TIGER Transfer—Utilizing LFG Parses for Treebank Annotation

Heike Zinsmeister, Jonas Kuhn, and Stefanie Dipper

Abstract

Creation of high-quality treebanks requires expert knowledge and is extremely time consuming. Hence applying an already existing grammar in treebanking is an interesting alternative. This approach has been pursued in the syntactic annotation of German newspaper text in the Tiger project. We utilized the large-scale German LFG grammar of the ParGram project for semi-automatic creation of Tiger treebank annotations. The symbolic LFG grammar is used for full parsing, followed by semi-automatic disambiguation and automatic transfer into the treebank format.

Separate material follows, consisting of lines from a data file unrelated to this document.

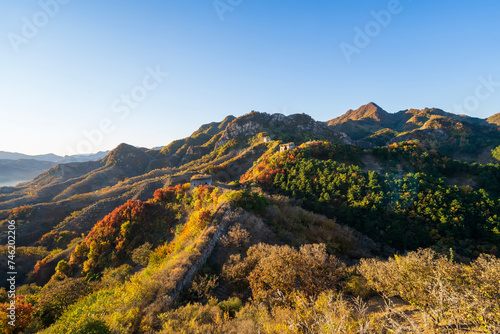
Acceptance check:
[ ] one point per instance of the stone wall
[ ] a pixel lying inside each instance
(222, 219)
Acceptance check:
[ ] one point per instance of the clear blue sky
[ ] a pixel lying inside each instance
(274, 56)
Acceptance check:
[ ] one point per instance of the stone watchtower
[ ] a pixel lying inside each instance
(287, 147)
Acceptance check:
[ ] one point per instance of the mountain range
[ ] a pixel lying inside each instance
(367, 183)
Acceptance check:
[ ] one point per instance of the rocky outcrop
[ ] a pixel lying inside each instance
(292, 126)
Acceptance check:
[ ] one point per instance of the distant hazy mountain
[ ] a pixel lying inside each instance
(21, 170)
(18, 167)
(52, 157)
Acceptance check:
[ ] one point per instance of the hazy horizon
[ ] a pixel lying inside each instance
(83, 77)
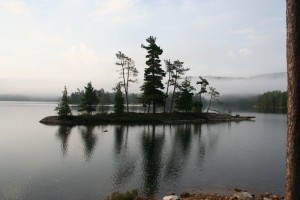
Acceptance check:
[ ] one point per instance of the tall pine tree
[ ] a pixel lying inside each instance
(89, 100)
(119, 100)
(153, 75)
(63, 109)
(184, 100)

The treebank annotation format is a `hybrid' representation structure which combines constituent analysis and functional dependencies. Both types of information are provided by the LFG analyses.

Although the grammar and the treebank representations coincide in core aspects, e.g. the encoding of grammatical functions, there are mismatches in analysis details that are comparable to translation mismatches in natural language translation. This motivates the use of transfer technology from machine translation.

The German LFG grammar analyzes on average 50% of the sentences, roughly 70% thereof are assigned a correct parse; after OT-filtering, a sentence gets 16.5 analyses on average (median: 2). We argue that despite the limits in corpus coverage the applications of the grammar in treebanking is useful especially for reasons of consistency. Finally, we sketch future extensions and applications of this approach, which include partial analyses, coverage extension, annotation of morphology, and consistency checks.